No one in the world seems to know how Google’s privacy controls work, and the company probably likes it that way. The latest example is from Rodriguez v. Google, an ongoing 2021 class-action lawsuit over Google’s infamous “Web & App Activity” privacy check box. The box claims to stop Google from saving a user’s “activity” to Google’s servers, but the lawsuit says that isn’t true. The interesting bit today comes from an expert witness called by the plaintiffs, who testified that even Google CEO Sundar Pichai incorrectly described how this check box works to Congress.

Like a lot of Google court cases, this case has most of the records sealed so that embarrassing comments and testimony about the reality of Google’s business don’t reach the public. The Register noticed that a transcript of the expert’s video deposition is public, though, so we can see just a glimpse of what is going on in this case.

The expert witness, Jonathan Hochman, called Google’s “Web & App Activity” check box “a fake control, because it doesn’t do—technically doesn’t do what it seems it should do.” Hochman later said, “It looks like even Sundar Pichai is confused about how this control works because he testified in front of Congress and told them something that is just wrong from a technical perspective.”

In another public filing, the plaintiffs more explicitly spell out what this is referring to, saying, “For example, Google CEO Sundar Pichai testified to Congress that, within ‘My Account,’ a user can ‘clearly see what information is collected, stored.’ That supposedly ‘clear toggle’ Mr Pichai was referring to could only be [the Web & App Activity control].” The filing goes on to say: “Contrary to Mr. Pichai’s congressional testimony, the founder of Google’s Privacy and Data Protection Office testified in this case that he is ‘not aware of any setting’ that users can employ to prevent Google from collecting data related to their app activity.”

Google’s vagueness around the Web & App Activity feels like it’s all part of the plan, a common strategy of “dark patterns” that are found frequently around privacy controls. By being vague, Google hopes you’ll think the privacy switch is more effective than it really is. As for what the switch really does: If you turn off Web & App Activity, Google will stop applying the data it captures to “personalize” some very specific user-facing interfaces like Chrome, Search, and Android.

Google has a million divisions, though, and the activity switch has nothing to do with something like the Google Ads, which is a vast, uncontrollable, inescapable data-harvesting machine. And it’s not just active on Google products; core technologies that third parties rely on, like “Firebase” push notifications and Ad SDKs, let Google’s data-collection tendrils into third-party services, and there’s no turning those off.

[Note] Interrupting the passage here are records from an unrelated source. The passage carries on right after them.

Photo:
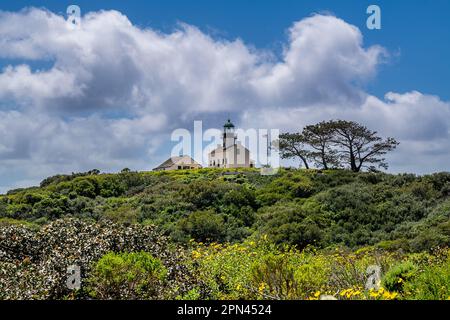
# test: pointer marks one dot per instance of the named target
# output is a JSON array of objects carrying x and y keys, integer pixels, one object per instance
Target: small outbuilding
[{"x": 178, "y": 163}]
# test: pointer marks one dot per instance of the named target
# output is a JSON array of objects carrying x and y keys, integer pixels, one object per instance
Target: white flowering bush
[{"x": 33, "y": 263}]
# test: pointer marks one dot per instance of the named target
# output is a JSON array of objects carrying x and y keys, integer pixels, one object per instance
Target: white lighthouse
[{"x": 231, "y": 154}]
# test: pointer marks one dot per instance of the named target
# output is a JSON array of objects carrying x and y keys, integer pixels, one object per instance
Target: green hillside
[{"x": 297, "y": 224}]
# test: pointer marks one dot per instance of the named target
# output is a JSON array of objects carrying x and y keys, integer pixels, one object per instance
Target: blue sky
[
  {"x": 110, "y": 95},
  {"x": 419, "y": 30}
]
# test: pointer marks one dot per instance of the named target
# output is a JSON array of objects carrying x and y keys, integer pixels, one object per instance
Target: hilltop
[{"x": 296, "y": 207}]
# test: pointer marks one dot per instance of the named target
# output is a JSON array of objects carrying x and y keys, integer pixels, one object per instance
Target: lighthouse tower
[{"x": 229, "y": 136}]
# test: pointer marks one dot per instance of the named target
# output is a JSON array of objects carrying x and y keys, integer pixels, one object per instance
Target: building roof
[
  {"x": 237, "y": 145},
  {"x": 174, "y": 160}
]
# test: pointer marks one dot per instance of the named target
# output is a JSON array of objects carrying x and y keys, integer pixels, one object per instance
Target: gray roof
[{"x": 171, "y": 161}]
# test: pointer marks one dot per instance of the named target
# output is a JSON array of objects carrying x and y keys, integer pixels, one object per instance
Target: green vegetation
[{"x": 295, "y": 235}]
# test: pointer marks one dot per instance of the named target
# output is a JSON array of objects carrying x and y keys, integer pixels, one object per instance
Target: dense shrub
[{"x": 128, "y": 276}]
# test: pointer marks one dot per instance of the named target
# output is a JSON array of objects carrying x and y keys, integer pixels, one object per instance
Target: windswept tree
[
  {"x": 320, "y": 138},
  {"x": 360, "y": 146},
  {"x": 293, "y": 145}
]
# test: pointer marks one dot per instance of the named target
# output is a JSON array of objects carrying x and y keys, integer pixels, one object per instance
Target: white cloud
[{"x": 109, "y": 94}]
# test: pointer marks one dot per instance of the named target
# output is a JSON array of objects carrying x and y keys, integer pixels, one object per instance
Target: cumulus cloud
[{"x": 108, "y": 94}]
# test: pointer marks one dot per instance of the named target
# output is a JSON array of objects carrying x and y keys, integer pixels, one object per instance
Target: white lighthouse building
[{"x": 231, "y": 154}]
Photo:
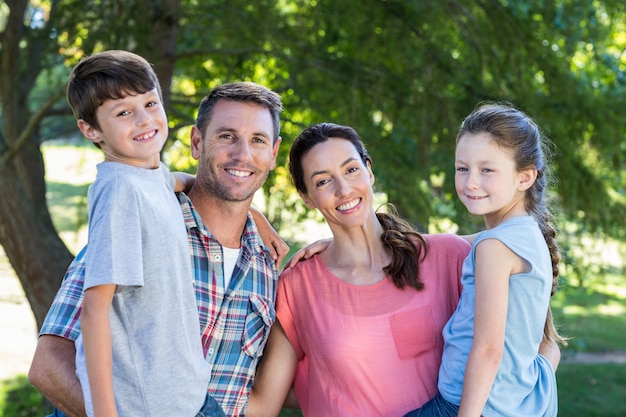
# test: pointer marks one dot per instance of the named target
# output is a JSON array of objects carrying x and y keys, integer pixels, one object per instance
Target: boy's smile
[{"x": 133, "y": 129}]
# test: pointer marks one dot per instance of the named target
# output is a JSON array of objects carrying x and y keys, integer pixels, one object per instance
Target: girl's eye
[{"x": 321, "y": 183}]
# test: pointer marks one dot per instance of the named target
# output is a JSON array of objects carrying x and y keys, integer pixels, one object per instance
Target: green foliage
[
  {"x": 20, "y": 399},
  {"x": 404, "y": 74}
]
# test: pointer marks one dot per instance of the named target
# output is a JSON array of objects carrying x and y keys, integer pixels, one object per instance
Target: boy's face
[{"x": 133, "y": 129}]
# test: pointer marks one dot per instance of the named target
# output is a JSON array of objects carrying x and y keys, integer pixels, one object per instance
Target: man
[{"x": 235, "y": 140}]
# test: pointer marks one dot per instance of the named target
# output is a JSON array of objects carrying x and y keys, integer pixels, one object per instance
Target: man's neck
[{"x": 225, "y": 220}]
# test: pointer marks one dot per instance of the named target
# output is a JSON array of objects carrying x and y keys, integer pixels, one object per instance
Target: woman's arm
[
  {"x": 96, "y": 331},
  {"x": 274, "y": 375},
  {"x": 494, "y": 265}
]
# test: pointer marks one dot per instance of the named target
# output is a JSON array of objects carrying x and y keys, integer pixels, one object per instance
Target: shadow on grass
[
  {"x": 68, "y": 205},
  {"x": 591, "y": 390},
  {"x": 20, "y": 399}
]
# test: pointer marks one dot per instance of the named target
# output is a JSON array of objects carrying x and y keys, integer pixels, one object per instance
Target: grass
[{"x": 593, "y": 316}]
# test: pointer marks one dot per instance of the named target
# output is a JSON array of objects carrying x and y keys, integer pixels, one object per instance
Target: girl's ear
[
  {"x": 527, "y": 178},
  {"x": 371, "y": 173},
  {"x": 88, "y": 131},
  {"x": 307, "y": 201}
]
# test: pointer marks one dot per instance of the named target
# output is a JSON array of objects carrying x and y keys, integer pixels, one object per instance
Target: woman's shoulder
[
  {"x": 300, "y": 270},
  {"x": 447, "y": 243}
]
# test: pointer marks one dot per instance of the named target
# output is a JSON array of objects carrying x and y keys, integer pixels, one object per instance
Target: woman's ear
[
  {"x": 307, "y": 201},
  {"x": 527, "y": 178},
  {"x": 371, "y": 173}
]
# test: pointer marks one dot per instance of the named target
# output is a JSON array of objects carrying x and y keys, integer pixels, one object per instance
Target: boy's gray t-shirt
[{"x": 138, "y": 241}]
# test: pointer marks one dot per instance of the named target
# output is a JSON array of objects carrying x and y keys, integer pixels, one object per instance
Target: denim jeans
[
  {"x": 210, "y": 408},
  {"x": 436, "y": 407}
]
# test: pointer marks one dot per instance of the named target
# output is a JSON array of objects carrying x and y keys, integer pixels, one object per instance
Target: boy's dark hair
[
  {"x": 244, "y": 92},
  {"x": 107, "y": 75}
]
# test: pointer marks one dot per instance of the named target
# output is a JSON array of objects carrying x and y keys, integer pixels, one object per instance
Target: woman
[{"x": 359, "y": 325}]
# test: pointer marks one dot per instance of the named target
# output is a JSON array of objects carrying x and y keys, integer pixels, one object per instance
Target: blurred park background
[{"x": 404, "y": 73}]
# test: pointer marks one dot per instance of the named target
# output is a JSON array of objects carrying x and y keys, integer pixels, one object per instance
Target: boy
[{"x": 140, "y": 350}]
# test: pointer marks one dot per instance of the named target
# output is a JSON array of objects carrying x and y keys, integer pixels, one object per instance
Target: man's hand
[{"x": 307, "y": 252}]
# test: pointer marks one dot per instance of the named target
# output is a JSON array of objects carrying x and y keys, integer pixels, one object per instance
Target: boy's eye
[{"x": 259, "y": 140}]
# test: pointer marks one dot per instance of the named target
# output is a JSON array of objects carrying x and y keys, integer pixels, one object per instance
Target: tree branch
[{"x": 29, "y": 129}]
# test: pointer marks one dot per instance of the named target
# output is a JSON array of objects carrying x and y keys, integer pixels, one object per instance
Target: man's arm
[{"x": 53, "y": 372}]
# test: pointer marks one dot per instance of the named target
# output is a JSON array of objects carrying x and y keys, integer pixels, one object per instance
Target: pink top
[{"x": 369, "y": 350}]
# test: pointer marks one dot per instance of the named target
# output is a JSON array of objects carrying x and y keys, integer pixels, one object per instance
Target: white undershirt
[{"x": 230, "y": 260}]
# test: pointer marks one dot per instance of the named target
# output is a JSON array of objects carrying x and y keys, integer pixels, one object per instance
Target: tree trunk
[{"x": 27, "y": 234}]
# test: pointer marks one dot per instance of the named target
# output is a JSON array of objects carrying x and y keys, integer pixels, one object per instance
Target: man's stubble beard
[{"x": 216, "y": 189}]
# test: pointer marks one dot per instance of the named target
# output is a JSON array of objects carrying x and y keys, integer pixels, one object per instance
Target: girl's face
[
  {"x": 487, "y": 180},
  {"x": 338, "y": 183}
]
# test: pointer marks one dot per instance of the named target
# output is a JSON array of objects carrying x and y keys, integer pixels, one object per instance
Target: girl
[{"x": 491, "y": 365}]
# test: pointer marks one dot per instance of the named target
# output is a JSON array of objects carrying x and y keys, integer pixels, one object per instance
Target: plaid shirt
[{"x": 235, "y": 321}]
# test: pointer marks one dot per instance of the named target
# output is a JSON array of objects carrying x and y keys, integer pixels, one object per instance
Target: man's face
[{"x": 235, "y": 153}]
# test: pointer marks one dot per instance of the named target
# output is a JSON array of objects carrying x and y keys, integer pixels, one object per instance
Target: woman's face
[{"x": 338, "y": 183}]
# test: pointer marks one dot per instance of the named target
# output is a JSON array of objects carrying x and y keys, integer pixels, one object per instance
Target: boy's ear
[
  {"x": 88, "y": 131},
  {"x": 527, "y": 178}
]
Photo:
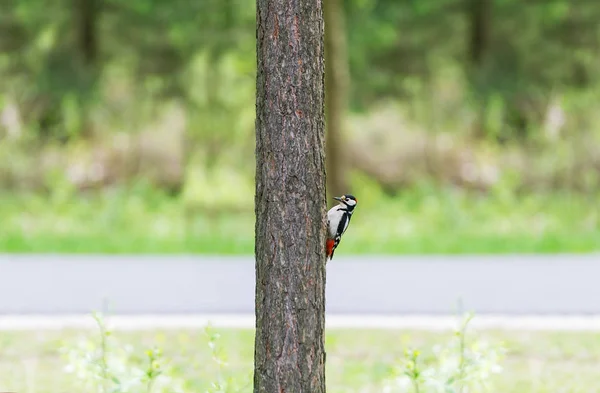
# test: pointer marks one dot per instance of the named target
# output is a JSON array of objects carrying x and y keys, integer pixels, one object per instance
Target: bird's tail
[{"x": 329, "y": 245}]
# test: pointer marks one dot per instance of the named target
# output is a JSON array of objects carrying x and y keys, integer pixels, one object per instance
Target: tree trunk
[
  {"x": 290, "y": 203},
  {"x": 336, "y": 84}
]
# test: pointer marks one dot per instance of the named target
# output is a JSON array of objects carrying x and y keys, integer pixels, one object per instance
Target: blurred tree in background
[{"x": 466, "y": 93}]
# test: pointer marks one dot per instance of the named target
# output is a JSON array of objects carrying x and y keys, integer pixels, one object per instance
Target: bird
[{"x": 338, "y": 219}]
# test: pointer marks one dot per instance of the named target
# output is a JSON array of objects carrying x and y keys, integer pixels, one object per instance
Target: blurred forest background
[{"x": 460, "y": 125}]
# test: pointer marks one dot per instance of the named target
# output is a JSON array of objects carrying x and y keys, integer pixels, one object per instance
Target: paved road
[{"x": 507, "y": 285}]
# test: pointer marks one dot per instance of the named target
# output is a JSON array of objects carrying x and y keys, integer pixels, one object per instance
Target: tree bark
[
  {"x": 336, "y": 84},
  {"x": 290, "y": 203}
]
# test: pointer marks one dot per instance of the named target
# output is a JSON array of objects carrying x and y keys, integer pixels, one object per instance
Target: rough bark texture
[
  {"x": 336, "y": 84},
  {"x": 290, "y": 198}
]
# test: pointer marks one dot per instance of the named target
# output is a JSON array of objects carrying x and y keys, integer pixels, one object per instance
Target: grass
[
  {"x": 418, "y": 221},
  {"x": 357, "y": 360}
]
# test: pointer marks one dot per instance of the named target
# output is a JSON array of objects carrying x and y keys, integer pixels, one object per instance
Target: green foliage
[
  {"x": 105, "y": 365},
  {"x": 98, "y": 97},
  {"x": 425, "y": 220},
  {"x": 456, "y": 367}
]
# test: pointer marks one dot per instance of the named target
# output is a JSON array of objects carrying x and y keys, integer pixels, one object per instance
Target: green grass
[
  {"x": 422, "y": 221},
  {"x": 357, "y": 360}
]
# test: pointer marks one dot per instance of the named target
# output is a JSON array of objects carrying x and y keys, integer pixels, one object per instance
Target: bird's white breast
[{"x": 334, "y": 215}]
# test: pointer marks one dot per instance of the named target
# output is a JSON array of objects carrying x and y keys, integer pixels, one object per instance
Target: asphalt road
[{"x": 433, "y": 285}]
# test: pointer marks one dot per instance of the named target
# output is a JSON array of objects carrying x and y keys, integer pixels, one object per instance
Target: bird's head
[{"x": 347, "y": 200}]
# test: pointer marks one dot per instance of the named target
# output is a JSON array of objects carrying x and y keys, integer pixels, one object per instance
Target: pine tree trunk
[
  {"x": 290, "y": 198},
  {"x": 336, "y": 84}
]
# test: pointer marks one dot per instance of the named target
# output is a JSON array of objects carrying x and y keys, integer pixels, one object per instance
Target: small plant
[
  {"x": 457, "y": 367},
  {"x": 105, "y": 366}
]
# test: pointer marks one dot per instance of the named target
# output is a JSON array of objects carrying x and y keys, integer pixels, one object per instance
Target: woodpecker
[{"x": 338, "y": 219}]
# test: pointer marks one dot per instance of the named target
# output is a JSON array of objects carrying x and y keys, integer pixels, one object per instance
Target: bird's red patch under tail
[{"x": 329, "y": 247}]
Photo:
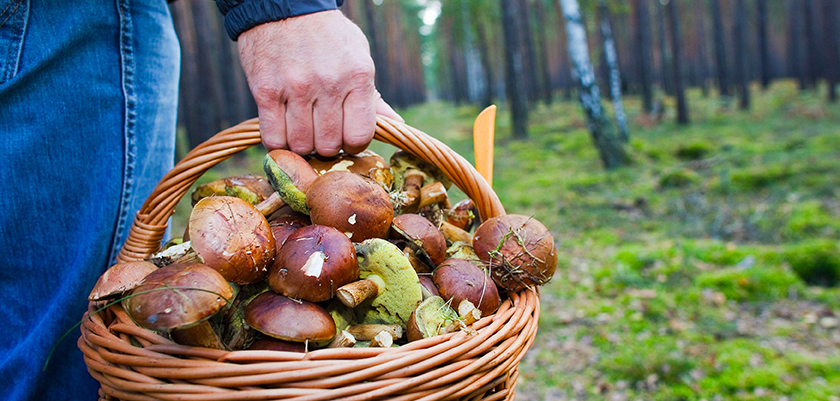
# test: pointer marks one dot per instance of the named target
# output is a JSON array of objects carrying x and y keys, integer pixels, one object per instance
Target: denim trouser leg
[{"x": 88, "y": 94}]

None of this is explained to users on the Web & App Activity page—Google only wants to vaguely describe how user data is used and doesn’t actually explain how the dirty underbelly of ad monetization works. Google’s misleading description means a straightforward reading of the words on the page suggests the Web & App Activity switch will stop all Google tracking, but it does not. Web & App Activity is about personalization, not monetization or privacy.

In addition to there being no way to turn off Google ads tracking, there’s also no way to “clearly see what information is collected” by Google, as Pichai claimed. Google often points to the “Web & App Activity” list, but that’s just a summary of products you’ve interacted with lately. It’s not the massive profile Google builds for every user as they move across the web, regardless of account settings or login state. There’s no way to view that.

Hochman’s testimony said he found Google’s privacy switch “counterintuitive” and “frankly, kind of Orwellian, it is just very strange that you have a privacy switch that when you flip it, it just means we don’t tell you that we’re spying on you.”